Imidazole propionate (ImP) is a histidine metabolite formed by microbiota. Blood ImP levels are positively associated with a dysbiotic microbiome (Bacteroides 2 enterotype and reduced gene richness), induced by an unhealthy diet, and elevated circulating ImP is linked to gut inflammation and cardiovascular disease. ImP is increased in pre- and type 2 diabetes and is associated with markers of impaired glucose status, independent of diabetes status (2). Mechanistic studies indicate that ImP impairs insulin signalling at the level of Insulin Receptor Substrate (IRS) through activation of the P38gamma/p62/mTORC1 pathway (3).
Assessment of diabetes risk, and profiling of microbiota-derived metabolites.
Matrix: Serum, EDTA plasma and urine
Volume: Minimum volume is 60 µL, but 200 µL is optimal and allows reanalysis.
Preparation and stability: Probably stable.
Reported values: 3-500 nmol/L
Intraclass correlation coefficient (ICC): na.
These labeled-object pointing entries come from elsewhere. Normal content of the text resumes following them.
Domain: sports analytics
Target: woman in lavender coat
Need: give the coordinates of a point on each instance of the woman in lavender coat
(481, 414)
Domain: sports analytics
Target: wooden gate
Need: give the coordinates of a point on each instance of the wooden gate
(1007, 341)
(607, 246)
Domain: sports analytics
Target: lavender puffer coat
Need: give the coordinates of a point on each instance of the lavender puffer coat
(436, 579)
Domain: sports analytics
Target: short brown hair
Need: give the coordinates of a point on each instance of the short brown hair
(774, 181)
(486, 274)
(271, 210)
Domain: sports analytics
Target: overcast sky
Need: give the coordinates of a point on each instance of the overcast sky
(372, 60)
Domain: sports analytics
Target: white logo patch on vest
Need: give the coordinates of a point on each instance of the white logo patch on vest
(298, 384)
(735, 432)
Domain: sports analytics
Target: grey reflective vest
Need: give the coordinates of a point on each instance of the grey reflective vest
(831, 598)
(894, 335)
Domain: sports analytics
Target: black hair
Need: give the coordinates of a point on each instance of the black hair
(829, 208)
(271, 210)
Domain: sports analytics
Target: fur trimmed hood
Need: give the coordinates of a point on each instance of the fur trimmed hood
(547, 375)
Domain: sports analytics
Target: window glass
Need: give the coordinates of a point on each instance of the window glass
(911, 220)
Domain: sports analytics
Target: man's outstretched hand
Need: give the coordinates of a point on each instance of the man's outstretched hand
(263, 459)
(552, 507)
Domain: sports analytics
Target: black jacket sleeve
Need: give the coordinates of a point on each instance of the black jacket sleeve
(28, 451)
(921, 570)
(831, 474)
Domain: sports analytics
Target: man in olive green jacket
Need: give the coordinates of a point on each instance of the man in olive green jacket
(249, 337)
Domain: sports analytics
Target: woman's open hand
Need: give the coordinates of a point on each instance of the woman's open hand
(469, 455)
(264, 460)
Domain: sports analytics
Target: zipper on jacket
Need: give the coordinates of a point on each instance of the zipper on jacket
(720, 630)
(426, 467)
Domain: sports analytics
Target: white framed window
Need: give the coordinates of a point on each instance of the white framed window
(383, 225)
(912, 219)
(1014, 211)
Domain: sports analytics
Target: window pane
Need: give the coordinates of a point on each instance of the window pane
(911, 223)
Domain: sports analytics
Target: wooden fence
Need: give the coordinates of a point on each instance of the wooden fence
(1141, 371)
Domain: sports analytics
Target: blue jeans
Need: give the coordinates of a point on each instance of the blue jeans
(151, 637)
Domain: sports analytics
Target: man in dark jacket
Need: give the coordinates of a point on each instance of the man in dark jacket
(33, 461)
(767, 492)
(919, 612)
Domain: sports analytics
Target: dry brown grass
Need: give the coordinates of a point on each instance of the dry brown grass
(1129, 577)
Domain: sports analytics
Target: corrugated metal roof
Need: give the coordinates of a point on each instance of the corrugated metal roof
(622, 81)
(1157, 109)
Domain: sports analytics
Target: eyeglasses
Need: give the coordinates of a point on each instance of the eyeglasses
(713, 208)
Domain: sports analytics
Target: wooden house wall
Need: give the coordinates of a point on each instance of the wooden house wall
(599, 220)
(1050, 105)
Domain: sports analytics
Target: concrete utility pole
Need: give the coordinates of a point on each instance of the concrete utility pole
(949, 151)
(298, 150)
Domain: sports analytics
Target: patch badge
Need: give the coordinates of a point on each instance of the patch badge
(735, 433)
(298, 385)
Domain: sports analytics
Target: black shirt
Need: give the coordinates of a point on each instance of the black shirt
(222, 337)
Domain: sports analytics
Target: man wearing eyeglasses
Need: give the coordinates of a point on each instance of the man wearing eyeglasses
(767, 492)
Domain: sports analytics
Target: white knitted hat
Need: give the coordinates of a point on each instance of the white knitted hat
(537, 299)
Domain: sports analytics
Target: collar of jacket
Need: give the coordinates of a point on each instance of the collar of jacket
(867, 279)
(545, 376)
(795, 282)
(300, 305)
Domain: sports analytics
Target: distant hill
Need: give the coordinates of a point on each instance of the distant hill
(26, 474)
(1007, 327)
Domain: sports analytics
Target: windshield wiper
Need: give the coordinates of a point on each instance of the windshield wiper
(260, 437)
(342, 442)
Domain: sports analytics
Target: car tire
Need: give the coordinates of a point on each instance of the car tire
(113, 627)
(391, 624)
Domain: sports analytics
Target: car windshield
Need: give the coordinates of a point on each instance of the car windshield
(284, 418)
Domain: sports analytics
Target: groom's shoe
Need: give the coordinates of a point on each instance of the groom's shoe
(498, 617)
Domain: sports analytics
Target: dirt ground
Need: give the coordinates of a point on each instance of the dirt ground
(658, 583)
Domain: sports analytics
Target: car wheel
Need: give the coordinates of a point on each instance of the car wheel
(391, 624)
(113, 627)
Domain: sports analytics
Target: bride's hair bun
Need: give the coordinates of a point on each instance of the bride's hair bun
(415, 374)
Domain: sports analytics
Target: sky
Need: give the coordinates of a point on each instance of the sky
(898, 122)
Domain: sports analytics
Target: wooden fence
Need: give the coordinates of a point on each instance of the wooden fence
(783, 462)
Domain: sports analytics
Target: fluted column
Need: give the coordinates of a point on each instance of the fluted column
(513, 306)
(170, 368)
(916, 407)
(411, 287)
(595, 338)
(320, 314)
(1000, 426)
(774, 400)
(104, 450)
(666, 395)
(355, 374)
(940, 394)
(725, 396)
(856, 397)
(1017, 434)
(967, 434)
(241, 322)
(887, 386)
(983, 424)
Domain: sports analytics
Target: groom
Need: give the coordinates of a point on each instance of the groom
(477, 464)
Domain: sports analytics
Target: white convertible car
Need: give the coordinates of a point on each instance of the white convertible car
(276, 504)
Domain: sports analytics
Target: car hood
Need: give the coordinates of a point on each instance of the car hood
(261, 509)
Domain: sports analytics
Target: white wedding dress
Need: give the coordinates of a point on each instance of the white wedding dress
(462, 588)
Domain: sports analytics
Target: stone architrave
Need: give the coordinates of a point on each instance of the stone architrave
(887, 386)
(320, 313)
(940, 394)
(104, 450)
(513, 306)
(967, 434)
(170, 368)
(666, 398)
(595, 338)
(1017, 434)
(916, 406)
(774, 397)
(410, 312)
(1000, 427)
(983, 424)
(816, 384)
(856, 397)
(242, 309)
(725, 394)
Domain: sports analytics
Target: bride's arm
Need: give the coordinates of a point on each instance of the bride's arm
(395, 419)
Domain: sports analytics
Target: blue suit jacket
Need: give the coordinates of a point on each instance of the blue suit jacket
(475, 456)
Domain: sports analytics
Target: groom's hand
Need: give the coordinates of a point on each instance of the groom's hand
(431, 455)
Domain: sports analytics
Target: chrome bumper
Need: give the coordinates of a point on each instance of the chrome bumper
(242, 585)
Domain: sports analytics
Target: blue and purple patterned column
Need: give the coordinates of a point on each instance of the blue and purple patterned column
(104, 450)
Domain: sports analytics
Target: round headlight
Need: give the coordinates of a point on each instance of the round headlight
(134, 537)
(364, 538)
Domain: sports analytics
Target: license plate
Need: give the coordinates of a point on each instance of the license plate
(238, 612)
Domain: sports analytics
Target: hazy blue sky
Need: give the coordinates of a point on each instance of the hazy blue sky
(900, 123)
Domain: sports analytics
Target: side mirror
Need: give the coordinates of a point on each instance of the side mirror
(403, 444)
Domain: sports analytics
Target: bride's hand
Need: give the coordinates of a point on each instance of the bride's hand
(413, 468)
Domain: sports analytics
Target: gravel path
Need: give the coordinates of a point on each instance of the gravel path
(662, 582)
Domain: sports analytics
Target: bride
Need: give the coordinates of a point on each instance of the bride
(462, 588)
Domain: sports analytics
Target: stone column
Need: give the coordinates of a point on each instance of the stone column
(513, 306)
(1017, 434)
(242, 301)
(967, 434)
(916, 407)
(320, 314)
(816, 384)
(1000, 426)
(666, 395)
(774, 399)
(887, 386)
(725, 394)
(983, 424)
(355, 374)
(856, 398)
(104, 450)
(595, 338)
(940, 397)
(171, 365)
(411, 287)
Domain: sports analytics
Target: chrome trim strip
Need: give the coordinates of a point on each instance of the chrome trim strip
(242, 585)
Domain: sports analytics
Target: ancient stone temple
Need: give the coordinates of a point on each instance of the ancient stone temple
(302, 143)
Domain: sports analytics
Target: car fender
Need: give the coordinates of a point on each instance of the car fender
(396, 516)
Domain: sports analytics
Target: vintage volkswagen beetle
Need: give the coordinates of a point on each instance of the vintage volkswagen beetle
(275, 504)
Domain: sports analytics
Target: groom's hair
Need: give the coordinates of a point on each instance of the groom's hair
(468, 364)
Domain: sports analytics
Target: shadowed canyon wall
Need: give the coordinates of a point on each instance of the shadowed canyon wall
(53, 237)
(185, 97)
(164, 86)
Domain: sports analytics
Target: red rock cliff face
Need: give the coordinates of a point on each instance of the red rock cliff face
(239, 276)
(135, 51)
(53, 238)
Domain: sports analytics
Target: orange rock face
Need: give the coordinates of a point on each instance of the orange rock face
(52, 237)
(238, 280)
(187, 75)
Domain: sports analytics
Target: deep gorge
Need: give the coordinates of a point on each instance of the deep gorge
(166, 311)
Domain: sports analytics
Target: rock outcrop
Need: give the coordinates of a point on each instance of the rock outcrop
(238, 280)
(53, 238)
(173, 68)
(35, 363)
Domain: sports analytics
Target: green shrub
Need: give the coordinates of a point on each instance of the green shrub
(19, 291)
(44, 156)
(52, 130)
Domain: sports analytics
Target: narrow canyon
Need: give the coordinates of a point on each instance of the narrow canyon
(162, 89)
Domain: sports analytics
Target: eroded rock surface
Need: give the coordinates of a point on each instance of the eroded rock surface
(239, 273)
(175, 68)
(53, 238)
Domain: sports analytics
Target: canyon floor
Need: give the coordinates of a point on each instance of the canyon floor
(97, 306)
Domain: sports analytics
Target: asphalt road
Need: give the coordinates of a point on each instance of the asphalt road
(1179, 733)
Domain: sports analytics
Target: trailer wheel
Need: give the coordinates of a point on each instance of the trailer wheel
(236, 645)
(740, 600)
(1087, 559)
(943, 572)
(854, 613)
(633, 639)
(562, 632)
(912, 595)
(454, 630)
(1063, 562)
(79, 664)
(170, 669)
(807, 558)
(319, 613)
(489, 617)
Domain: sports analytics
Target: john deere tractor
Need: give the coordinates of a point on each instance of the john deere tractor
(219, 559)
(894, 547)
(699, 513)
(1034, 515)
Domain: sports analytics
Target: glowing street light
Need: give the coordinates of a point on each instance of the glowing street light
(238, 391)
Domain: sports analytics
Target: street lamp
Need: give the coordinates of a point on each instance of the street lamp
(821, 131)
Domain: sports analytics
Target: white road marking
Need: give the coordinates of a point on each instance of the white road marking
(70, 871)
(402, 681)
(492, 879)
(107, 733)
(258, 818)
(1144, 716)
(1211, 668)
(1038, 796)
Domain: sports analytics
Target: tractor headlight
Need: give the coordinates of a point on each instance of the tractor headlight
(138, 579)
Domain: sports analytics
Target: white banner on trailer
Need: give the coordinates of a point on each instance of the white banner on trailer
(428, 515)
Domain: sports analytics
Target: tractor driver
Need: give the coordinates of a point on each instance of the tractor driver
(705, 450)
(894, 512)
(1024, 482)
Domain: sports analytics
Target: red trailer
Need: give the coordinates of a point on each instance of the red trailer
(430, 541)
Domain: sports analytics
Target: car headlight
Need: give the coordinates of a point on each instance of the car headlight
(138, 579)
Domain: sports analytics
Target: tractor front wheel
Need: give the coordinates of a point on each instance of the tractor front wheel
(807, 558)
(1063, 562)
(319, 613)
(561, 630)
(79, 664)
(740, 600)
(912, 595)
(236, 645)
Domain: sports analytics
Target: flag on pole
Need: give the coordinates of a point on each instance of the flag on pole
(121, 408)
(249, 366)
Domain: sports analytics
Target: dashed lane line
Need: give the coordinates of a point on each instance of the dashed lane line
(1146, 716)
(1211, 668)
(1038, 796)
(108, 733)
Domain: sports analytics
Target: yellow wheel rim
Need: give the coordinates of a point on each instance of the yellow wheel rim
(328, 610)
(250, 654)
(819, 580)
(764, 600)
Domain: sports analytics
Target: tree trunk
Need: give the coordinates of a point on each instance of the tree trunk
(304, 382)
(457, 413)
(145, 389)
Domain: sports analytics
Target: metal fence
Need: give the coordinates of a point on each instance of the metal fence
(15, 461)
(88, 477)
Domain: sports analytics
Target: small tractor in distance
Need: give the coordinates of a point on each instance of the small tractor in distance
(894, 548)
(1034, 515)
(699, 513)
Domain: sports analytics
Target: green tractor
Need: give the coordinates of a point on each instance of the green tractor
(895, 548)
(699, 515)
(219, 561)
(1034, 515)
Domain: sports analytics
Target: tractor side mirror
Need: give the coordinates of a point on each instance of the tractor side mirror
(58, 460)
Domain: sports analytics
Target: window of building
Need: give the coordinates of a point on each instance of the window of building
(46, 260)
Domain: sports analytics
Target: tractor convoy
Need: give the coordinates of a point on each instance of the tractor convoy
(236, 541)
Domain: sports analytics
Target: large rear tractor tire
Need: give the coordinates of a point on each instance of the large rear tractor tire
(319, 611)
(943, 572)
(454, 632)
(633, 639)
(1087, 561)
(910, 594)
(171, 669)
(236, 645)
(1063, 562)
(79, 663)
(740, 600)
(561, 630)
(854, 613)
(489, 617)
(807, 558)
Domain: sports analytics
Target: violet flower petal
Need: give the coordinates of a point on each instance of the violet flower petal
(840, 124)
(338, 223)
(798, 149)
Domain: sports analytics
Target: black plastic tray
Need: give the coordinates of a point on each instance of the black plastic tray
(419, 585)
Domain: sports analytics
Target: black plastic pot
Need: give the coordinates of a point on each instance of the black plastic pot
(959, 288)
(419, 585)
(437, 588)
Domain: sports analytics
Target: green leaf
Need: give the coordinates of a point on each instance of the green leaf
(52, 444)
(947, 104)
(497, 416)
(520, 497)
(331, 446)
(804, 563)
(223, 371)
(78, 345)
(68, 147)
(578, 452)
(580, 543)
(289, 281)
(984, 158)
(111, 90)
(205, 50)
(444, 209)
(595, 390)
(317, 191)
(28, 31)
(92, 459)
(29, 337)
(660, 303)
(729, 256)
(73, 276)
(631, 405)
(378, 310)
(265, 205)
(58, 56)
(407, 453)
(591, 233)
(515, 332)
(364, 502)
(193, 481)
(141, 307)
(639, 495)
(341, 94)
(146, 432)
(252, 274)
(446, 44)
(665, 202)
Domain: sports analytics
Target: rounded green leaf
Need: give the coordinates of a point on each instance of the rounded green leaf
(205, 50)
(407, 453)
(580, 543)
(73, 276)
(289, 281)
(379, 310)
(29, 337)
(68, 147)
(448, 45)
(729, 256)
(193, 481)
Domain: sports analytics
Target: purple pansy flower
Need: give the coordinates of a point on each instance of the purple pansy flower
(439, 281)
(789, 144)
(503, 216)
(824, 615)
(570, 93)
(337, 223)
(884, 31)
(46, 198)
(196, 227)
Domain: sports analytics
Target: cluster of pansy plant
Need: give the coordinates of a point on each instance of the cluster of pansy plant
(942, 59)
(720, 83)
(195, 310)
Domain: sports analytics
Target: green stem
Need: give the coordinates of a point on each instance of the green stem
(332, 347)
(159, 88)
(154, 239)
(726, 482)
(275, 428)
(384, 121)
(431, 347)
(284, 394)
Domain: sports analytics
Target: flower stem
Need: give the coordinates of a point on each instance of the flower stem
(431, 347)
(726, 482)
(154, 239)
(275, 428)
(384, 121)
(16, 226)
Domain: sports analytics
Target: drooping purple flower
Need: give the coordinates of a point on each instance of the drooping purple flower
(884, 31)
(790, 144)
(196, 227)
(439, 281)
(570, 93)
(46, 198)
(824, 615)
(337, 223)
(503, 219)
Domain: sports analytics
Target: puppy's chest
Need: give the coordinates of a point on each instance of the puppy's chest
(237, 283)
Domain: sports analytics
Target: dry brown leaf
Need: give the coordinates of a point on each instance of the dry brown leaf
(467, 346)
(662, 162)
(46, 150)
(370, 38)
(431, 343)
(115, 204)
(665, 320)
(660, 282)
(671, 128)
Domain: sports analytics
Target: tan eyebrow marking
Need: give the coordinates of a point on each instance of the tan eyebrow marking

1. Midttun, O., Hustad, S., and Ueland, P.M. (2009). Quantitative profiling of biomarkers related to B-vitamin status, tryptophan metabolism and inflammation in human plasma by liquid chromatography/tandem mass spectrometry. Rapid Commun Mass Sp 23, 1371-79.
2. Molinaro, A., Bel Lassen, P., Henricsson, M., Wu, H., Adriouch, S., Belda, E., Chakaroun, R., Nielsen, T., Bergh, P. O., Rouault, C., André, S., Marquet, F., Andreelli, F., Salem, J. E., Assmann, K., Bastard, J. P., Forslund, S., Le Chatelier, E., Falony, G., . . . Bäckhed, F. (2020). Imidazole propionate is increased in diabetes and associated with dietary patterns and altered microbial ecology. Nat Commun, 11, 5881.
3. Koh, A., Molinaro, A., Ståhlman, M., Khan, M. T., Schmidt, C., Mannerås-Holm, L., Wu, H., Carreras, A., Jeong, H., Olofsson, L. E., Bergh, P. O., Gerdes, V., Hartstra, A., de Brauw, M., Perkins, R., Nieuwdorp, M., Bergström, G., & Bäckhed, F. (2018). Microbially produced imidazole propionate impairs insulin signaling through mTORC1. Cell, 175, 947-961.